Moody's Investors Service said Thursday that it was reviewing the ratings of Bank of America Corp. Citigroup Inc. and Wells Fargo & Co. for possible downgrades.
The rating agency gives the three banks fairly strong investment-grade credit ratings. But those grades are based on Moody's assumption that the federal government would prevent them from failing in a crisis. Moody's said Thursday that this "too big to fail" presumption may no longer be true.
In a statement accompanying the announcement, Moody's senior vice president Sean Jones said the Dodd-Frank Act makes clear the government "does not want to bail out even large, systemically important banking groups." One provision of the Dodd-Frank Act, signed into law last July, aims to make it easier to break up large financial institutions instead of bailing them out.
Moody's currently rates Bank of America Aa3, Citigroup A1 and Wells Fargo Aa2. Those ratings are between three and five notches higher than where they would be without government backing.

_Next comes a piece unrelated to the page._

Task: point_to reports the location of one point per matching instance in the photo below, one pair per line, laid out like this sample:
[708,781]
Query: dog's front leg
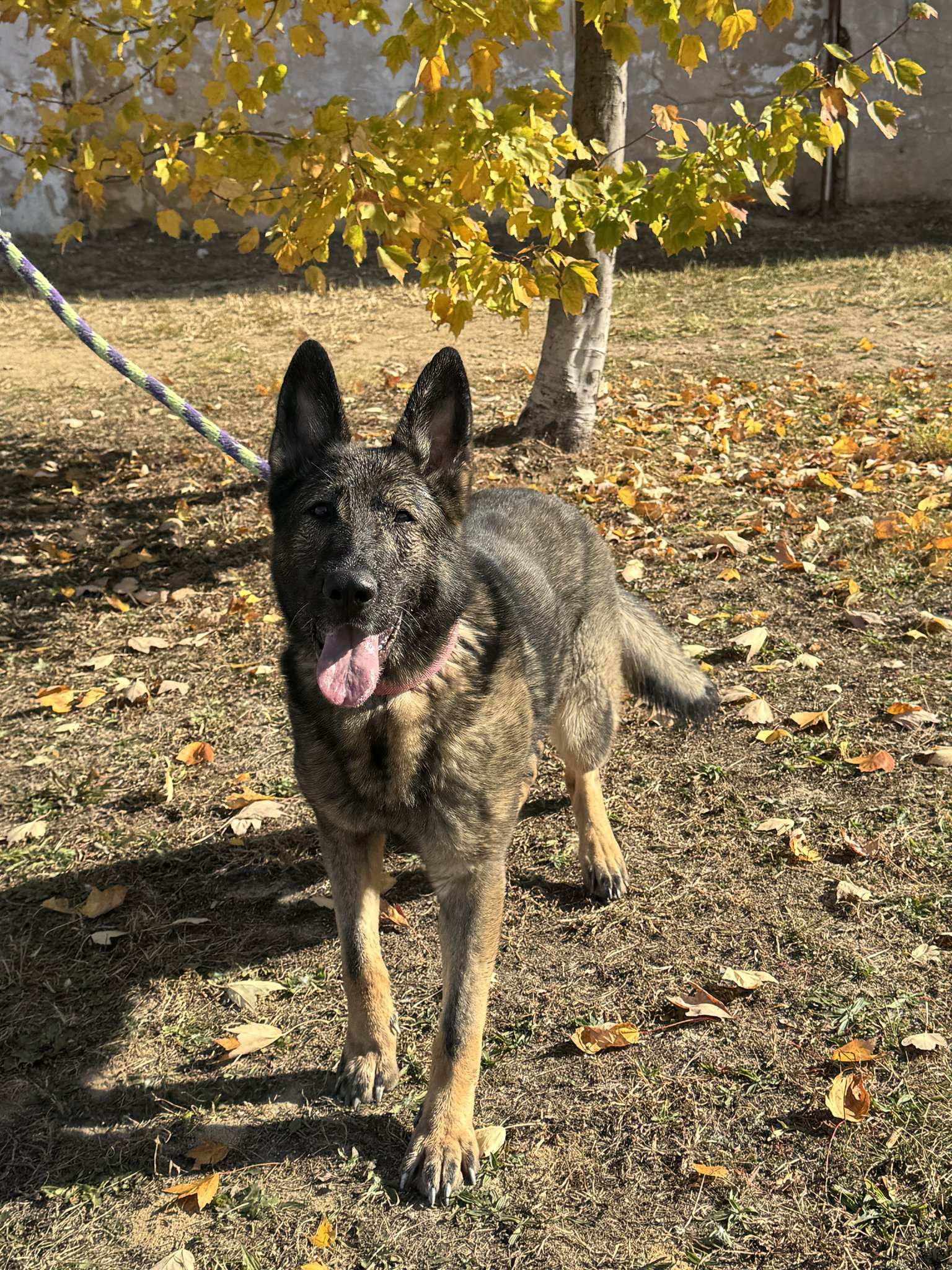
[368,1065]
[443,1153]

But the banks won't lose all of that ratings cushion. Moody's said Citigroup and Bank of America's improving financial strength may temper the size of any rating cuts. The rating agency also says banks are unlikely to lose all federal government support.
The review of the banks' credit ratings may take up to three months. That's the standard amount of time for a ratings review, said Abbas Qasim, a Moody's spokesman.
A downgrade would likely raise the banks' borrowing costs.
In total, eight banks have higher ratings from Moody's on the assumption of government backing. The others are Bank of New York Mellon Corp., JPMorgan Chase & Co. Goldman Sachs Group Inc., Morgan Stanley and State Street Corp. Moody's said it's evaluating its assumption of federal backing for all of them.
The rating agency signaled a year ago that new federal rules, which became Dodd-Frank, could mean the end of banks being too big to fail.